Plectreurys tristis

Scientific classification
- Kingdom: Animalia
- Phylum: Arthropoda
- Subphylum: Chelicerata
- Class: Arachnida
- Order: Araneae
- Infraorder: Araneomorphae
- Family: Plectreuridae
- Genus: Plectreurys
- Species: P. tristis
- Binomial name: Plectreurys tristis Simon, 1893

= Plectreurys tristis =

- Authority: Simon, 1893

Species of spider

Plectreurys tristis (synonym Plectreurys bispinosus Chamberlin) is a species of venomous spiders commonly known as primitive hunting spiders belonging to a family of plectreurid spiders. They produce a venom that contains a group of insecticidal peptides called plectoxins. They are found in western North America, Central America and Mexico.

==Description==
Plectreurys tristis are large spiders. The adult male can be 12 mm long on its main body, and about 25 mm with legs stretched. The females are still larger in all proportions. The cephalothorax and legs are dark-brown in colour, and have no markings. Unlike other closely related species, the legs are stout and densely hairy, but devoid of the long spines. The body covering, carapace is rough (granulated) and lacks setae.
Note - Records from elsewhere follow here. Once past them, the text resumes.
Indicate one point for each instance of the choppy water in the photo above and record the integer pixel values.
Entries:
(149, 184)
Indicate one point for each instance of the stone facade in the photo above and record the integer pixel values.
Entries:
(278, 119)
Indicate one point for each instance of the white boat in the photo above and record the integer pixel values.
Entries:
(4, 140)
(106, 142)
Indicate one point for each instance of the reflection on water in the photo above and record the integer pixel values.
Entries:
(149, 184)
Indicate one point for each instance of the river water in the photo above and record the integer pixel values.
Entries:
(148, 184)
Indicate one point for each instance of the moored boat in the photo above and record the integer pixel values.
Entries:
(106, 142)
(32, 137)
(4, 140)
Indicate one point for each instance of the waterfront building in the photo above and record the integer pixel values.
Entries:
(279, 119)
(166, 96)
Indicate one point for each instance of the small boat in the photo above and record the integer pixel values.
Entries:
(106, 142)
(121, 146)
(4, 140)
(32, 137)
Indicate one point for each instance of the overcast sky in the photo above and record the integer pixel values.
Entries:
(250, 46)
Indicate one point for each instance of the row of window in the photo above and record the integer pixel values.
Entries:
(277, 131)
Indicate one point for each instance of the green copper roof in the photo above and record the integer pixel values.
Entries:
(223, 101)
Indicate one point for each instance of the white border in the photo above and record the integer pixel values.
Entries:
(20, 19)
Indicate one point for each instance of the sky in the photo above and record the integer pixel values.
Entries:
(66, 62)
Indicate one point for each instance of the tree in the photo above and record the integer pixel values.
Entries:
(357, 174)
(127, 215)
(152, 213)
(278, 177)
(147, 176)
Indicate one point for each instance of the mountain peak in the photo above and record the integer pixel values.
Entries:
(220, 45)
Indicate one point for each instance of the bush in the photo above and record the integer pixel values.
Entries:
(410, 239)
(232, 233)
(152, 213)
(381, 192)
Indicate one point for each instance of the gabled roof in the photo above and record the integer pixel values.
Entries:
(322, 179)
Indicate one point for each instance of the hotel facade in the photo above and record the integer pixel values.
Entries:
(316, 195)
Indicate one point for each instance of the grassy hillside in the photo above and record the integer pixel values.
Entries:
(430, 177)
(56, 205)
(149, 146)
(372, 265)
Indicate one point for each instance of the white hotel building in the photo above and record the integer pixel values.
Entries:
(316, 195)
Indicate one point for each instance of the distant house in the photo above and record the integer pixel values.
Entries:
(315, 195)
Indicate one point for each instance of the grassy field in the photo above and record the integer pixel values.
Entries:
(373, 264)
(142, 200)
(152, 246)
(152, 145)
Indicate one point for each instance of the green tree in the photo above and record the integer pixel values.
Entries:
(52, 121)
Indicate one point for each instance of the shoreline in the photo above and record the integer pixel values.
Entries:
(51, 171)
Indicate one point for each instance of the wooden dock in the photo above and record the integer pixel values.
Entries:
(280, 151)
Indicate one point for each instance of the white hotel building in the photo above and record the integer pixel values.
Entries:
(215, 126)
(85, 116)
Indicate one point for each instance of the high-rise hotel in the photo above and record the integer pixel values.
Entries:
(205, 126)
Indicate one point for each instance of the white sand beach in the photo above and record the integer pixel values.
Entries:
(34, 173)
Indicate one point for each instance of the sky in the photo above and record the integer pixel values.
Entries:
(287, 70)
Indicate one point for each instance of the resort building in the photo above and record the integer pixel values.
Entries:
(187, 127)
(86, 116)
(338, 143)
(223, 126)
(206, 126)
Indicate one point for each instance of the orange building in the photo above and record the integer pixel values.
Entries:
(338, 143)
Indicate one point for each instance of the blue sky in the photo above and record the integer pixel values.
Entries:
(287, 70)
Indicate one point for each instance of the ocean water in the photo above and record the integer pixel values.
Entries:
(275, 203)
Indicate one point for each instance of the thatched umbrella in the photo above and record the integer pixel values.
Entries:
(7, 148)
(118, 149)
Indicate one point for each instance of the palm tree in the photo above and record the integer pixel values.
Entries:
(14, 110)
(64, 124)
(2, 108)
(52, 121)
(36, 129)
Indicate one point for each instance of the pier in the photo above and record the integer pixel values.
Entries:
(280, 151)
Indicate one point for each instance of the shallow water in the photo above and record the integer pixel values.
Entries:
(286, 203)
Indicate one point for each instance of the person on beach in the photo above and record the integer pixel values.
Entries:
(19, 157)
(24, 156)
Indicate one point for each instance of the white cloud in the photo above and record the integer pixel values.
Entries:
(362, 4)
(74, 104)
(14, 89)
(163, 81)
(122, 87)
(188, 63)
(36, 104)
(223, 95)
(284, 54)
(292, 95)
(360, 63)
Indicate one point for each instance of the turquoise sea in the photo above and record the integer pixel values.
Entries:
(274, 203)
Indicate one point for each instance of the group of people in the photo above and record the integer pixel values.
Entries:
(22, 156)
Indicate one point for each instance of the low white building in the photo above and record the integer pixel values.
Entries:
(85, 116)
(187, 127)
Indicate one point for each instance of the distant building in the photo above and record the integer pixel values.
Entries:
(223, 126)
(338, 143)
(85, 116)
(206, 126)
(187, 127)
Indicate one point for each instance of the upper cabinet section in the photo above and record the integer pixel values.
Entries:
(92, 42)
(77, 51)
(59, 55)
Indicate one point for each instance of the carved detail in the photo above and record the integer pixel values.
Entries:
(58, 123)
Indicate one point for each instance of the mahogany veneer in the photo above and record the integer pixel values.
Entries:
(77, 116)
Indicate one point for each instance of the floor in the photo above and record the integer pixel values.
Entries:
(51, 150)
The abdomen is almost rounded and yellowish-grey in colour. The abdominal setae are also similarly coloured. They have eight eyes arranged in two rows.

==Ecology and behavior==
Plectreurys tristis are the inhabitants of arid and semi-arid regions of south-western North America including California, Nevada, Idaho, Arizona and Utah. Some are also reported from Central America and Mexico. They are found in deserts, dry woodlands, and coniferous forests up to 2,000 m. They make webs under rocks, woods and other materials available on the dry lands of their natural habitats. They also spread to urban areas building webs at all convenient places. Generally, only females and immature ones remain in the web, and adult males wander around especially at night. The spiders are quite visually weak even during hunting, but the venom is powerful for killing or paralysing other arachnids.

==Venom==
The venom of Plectreurys tristis contains a number of complex compounds. The venom is a calcium channel blocker, specifically inhibiting N-type Ca^{2+} channels, and other unidentified calcium channels. The first novel compound detected was N, N'-bis(4-guanidinobutyl)oxalamide, the major component, but of unknown effects. In addition, there are about 50 different peptide toxins. The most biologically active peptides are collectively called plectoxins, and they show high insecticidal activities on lepidopteran insects.

===Clinical case===
The first clinical case of P. tristis bite was reported in 1991. A 15-year-old boy was bitten on the calf of the leg in Kern County, California. He initially experienced severe pain, oedema, and pallor at the site of the wound. After 15 to 30 minutes, his leg became numb which lasted for about an hour. Then the numbness gradually subsided. After 2 hours, all symptoms were gone without any medical intervention.